File: converters.py

package info (click to toggle)
python-utils 3.9.1-1
links: PTS, VCS
area: main
in suites: sid, trixie
size: 396 kB
sloc: python: 2,135; makefile: 19; sh: 5
file content (469 lines) | stat: -rw-r--r-- 13,906 bytes
"""
This module provides utility functions for type conversion.

Functions:
    - to_int: Convert a string to an integer with optional regular expression
    matching.
    - to_float: Convert a string to a float with optional regular expression
    matching.
    - to_unicode: Convert objects to Unicode strings.
    - to_str: Convert objects to byte strings.
    - scale_1024: Scale a number down to a suitable size based on powers of
    1024.
    - remap: Remap a value from one range to another.
"""

# Ignoring all mypy errors because mypy doesn't understand many modern typing
# constructs... please, use pyright instead if you can.
from __future__ import annotations

import decimal
import math
import re
import typing
from typing import Union

from . import types

_TN = types.TypeVar('_TN', bound=types.DecimalNumber)

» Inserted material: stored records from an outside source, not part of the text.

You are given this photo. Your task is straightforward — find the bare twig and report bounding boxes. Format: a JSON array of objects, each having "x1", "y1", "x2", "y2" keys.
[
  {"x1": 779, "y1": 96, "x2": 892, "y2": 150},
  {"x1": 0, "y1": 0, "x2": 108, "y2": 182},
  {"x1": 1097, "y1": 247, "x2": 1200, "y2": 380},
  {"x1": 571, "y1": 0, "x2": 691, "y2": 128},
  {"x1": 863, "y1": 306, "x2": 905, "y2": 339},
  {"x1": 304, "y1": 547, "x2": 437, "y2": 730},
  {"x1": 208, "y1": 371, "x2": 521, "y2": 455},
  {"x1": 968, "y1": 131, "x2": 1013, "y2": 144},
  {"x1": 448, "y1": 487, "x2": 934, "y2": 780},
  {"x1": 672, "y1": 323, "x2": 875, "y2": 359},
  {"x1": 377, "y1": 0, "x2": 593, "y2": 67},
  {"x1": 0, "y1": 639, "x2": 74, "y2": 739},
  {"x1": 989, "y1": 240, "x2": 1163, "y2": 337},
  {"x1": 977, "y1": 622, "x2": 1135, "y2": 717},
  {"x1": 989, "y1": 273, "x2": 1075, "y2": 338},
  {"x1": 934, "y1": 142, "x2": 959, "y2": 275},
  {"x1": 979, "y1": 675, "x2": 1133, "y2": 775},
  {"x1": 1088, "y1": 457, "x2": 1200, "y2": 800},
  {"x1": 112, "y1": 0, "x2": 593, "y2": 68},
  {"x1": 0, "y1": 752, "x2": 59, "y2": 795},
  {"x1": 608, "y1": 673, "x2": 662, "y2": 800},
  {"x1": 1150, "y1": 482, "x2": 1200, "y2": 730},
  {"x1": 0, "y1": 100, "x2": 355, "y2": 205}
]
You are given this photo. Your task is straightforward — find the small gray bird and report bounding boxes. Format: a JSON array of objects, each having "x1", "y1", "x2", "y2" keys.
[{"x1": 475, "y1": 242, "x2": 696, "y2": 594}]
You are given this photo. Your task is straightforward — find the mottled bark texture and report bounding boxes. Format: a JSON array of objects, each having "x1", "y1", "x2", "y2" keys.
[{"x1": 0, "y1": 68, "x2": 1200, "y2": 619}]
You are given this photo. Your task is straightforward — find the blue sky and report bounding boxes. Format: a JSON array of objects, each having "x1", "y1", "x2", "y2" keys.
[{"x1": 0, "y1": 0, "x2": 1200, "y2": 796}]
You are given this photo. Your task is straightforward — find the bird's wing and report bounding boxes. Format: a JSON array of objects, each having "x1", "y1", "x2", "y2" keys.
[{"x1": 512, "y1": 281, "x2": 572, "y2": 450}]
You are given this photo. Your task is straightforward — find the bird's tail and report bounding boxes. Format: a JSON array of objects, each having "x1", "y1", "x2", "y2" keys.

_RegexpType: types.TypeAlias = Union[
    types.Pattern[str], str, types.Literal[True], None
]


def to_int(
    input_: str | None = None,
    default: int = 0,
    exception: types.ExceptionsType = (ValueError, TypeError),
    regexp: _RegexpType = None,
) -> int:
    r"""
    Convert the given input to an integer or return default.

    When trying to convert the exceptions given in the exception parameter
    are automatically catched and the default will be returned.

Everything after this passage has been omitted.